Perhaps that optimization effort is no more prevalent than in the disposable diapers category. Traditionally this category has had a difficult time getting parents to switch from national brands to private label because of the high emotional connection moms have with purchasing a product for her child. However, as the economy struggles, Eric Smith, director of consumer insights for Duluth, Ga.-based Associated Hygienic Products (AHP), maker of private label disposable diapers, says there is a shift toward private brands, especially for retailers that have won consumer confidence with their other store brand products.
“Private label diapers have some of the highest loyalty rates once moms try the diapers,” says Smith. “Once she realizes the quality and can trust them, she is willing to purchase, but getting mom down the aisle is critical. There are many marketing strategies that we are designing with our retail partners to help them build this trial and loyalty.”
Forming a partnership
Smith says since the retailer is putting their own label on the products, AHP views the relationship as a partnership.
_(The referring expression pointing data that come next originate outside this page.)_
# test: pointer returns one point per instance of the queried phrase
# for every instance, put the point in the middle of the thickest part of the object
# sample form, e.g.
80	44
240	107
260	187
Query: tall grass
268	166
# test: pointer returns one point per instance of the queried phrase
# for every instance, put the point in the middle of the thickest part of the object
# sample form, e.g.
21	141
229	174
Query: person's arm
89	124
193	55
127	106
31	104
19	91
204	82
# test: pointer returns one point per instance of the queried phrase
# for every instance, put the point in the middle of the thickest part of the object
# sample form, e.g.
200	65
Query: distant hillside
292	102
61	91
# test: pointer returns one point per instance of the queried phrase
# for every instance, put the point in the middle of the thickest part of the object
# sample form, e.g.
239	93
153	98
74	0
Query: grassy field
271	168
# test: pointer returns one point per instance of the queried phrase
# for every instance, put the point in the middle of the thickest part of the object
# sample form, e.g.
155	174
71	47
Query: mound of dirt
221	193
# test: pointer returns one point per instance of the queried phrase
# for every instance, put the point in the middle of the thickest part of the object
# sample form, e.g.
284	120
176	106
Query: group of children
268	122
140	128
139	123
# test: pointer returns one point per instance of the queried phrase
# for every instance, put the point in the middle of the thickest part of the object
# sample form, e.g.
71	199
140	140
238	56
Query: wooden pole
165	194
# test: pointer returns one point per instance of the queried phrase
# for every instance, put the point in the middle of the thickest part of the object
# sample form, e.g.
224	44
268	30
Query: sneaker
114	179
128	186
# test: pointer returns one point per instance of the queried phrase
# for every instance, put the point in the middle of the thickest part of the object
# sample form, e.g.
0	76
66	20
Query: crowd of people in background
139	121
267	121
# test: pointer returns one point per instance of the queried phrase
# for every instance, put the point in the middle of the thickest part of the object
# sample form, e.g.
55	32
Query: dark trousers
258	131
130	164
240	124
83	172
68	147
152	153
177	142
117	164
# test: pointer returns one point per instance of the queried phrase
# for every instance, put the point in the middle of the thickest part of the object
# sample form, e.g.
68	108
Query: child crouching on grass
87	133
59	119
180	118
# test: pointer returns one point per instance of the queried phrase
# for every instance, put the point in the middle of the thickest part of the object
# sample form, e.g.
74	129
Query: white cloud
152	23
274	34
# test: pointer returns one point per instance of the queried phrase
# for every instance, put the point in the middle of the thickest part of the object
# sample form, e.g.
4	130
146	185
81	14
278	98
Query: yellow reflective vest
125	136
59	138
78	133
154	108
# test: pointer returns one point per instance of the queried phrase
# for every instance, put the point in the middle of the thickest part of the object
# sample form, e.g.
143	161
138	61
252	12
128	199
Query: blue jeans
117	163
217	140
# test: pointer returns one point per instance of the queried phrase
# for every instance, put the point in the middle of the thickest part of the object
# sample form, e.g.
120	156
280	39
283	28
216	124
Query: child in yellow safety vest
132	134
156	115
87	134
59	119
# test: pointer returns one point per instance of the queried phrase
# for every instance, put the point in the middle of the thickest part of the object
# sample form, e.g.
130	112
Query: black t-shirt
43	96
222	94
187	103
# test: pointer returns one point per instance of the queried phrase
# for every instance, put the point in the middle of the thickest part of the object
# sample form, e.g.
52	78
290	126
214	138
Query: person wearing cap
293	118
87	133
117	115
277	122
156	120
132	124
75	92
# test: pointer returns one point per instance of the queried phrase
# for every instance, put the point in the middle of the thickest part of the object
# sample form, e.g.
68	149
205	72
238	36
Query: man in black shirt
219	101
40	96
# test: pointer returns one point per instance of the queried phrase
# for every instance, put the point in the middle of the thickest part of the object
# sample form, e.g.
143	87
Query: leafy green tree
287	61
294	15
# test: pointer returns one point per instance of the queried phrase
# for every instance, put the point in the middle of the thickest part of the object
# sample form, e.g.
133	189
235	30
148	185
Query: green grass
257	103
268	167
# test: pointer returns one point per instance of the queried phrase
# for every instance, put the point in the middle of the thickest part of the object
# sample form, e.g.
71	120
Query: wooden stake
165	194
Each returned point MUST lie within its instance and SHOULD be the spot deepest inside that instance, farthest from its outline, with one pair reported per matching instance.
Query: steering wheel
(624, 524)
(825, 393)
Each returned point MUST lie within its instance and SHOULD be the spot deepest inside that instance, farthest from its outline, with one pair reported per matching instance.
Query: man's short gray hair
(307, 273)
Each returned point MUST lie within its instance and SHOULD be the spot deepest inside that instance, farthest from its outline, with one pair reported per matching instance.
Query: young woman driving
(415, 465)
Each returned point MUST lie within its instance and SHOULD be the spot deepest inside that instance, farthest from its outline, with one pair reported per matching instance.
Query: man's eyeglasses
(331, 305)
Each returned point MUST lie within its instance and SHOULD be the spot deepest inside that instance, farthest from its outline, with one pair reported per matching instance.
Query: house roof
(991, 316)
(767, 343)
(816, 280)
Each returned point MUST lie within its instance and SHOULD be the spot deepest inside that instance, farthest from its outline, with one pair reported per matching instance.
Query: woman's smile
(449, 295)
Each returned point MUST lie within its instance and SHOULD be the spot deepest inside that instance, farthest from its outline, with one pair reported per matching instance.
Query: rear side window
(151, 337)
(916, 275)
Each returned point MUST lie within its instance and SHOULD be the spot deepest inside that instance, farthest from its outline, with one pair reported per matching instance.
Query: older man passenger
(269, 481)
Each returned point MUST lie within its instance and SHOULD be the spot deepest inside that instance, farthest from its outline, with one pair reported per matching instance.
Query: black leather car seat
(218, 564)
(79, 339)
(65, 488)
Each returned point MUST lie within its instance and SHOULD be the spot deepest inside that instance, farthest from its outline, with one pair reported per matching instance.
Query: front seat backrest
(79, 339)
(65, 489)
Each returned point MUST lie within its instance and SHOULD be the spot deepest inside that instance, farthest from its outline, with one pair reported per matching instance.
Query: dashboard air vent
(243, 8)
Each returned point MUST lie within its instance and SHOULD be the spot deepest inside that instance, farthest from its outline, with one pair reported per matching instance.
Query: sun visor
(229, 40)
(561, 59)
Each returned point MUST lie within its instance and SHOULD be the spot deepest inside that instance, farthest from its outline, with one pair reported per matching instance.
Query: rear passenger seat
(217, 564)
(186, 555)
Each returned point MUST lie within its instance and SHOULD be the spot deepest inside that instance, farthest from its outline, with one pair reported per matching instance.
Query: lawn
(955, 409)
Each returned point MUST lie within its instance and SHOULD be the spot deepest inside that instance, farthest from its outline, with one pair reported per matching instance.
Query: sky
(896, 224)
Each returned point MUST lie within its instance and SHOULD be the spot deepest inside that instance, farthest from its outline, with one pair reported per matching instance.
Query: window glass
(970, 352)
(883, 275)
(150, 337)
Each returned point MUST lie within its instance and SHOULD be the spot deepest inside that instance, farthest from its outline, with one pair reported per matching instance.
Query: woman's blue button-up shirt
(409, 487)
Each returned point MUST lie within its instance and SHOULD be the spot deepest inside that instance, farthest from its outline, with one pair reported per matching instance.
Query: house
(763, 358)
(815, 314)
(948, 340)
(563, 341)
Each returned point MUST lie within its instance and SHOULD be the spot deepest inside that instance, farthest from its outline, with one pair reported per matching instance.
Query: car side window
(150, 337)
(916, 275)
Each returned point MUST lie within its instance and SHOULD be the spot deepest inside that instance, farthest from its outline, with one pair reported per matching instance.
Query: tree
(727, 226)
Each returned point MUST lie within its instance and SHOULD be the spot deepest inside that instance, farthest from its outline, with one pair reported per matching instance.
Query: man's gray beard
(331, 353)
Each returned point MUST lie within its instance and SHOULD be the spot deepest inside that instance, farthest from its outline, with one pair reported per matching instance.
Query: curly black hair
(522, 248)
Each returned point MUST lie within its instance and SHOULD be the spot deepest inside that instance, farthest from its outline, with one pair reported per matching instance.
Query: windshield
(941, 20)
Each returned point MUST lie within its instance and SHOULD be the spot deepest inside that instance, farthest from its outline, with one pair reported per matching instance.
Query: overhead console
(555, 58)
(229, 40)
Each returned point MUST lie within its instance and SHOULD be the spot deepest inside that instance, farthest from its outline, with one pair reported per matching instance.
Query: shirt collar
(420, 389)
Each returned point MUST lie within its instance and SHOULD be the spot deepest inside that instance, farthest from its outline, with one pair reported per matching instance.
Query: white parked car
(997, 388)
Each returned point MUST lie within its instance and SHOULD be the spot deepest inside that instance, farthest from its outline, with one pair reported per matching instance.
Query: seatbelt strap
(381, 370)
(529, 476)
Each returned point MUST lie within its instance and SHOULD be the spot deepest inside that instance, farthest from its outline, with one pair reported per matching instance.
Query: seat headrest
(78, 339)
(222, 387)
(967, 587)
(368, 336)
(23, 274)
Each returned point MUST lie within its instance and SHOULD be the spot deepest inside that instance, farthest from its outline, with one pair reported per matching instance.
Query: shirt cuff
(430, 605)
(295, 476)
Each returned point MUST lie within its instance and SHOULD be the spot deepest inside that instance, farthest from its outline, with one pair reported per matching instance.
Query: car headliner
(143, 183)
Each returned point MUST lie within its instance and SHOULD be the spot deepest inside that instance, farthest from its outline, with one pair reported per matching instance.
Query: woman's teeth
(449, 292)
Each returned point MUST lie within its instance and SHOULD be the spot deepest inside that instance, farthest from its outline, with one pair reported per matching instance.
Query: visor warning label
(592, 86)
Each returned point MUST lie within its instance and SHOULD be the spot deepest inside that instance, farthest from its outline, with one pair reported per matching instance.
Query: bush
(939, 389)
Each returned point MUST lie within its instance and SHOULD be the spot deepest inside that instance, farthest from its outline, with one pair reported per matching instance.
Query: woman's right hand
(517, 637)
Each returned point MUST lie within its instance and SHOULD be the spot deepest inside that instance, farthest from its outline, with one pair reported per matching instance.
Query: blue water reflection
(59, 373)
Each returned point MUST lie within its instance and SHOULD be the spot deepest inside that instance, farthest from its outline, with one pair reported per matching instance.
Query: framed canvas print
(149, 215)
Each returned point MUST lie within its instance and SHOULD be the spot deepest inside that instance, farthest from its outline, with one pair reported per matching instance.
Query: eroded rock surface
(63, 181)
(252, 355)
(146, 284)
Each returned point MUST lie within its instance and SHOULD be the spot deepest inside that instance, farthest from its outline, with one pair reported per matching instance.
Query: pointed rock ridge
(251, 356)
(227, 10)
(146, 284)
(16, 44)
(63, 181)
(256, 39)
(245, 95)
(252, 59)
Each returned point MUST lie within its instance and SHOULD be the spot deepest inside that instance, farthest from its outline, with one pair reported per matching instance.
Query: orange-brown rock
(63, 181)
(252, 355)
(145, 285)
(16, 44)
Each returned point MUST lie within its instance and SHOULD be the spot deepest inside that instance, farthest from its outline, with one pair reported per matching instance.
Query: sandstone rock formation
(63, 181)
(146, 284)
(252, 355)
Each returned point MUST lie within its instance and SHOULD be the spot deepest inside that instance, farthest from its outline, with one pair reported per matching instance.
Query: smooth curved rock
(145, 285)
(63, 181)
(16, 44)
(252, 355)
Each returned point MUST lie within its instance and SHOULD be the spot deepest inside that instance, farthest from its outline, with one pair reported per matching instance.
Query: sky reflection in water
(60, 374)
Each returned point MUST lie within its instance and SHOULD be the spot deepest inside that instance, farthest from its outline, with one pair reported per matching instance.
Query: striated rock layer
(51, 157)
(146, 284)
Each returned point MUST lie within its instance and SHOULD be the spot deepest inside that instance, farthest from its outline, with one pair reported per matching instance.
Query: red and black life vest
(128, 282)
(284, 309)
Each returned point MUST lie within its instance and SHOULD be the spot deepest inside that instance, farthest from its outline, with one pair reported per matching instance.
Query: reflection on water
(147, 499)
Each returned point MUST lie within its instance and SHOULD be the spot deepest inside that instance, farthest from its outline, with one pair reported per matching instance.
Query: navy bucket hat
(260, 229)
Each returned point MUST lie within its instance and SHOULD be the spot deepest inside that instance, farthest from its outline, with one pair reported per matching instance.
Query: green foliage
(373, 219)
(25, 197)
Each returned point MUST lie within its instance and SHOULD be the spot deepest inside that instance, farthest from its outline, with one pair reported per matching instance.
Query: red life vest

Thus AHP provides objective insights that can help retailers grow their private label, profits and the overall category.
AHP analyzes the shopper pool for both national brand loyalists and private label loyalists. They track their shopping patterns, usage and demographic profile and can alert a retailer if they are leaking volume in the market.
“It is amazing to see the difference between these two buying pools,” says Smith. “Diapers has one of the lowest groups of consumers who purchase both private label and national brands equally. Therefore understanding the differences and how to effectively market to each shopper pool is critical to grow the entire category.”
Understanding the private label shopper can go a long way toward increasing private label sales. Observers say the one thing that defines private label buyers more than anything else is household size. The larger the family the more likely they are to be private label shoppers. The advent of premium private label—products that consumers perceive to be unique, different or better rather than mimicking what the national brands do—is also bring new private label buyers into the market.
“I read an interesting stat from Nielsen not too long ago,” says Wisner, “Only one in six people responded to private label as being for people on tight budgets. That is 83% of people who are now open to buying private label products. There is a bigger audience and any negative cache is going away as long as quality and packaging keep improving.”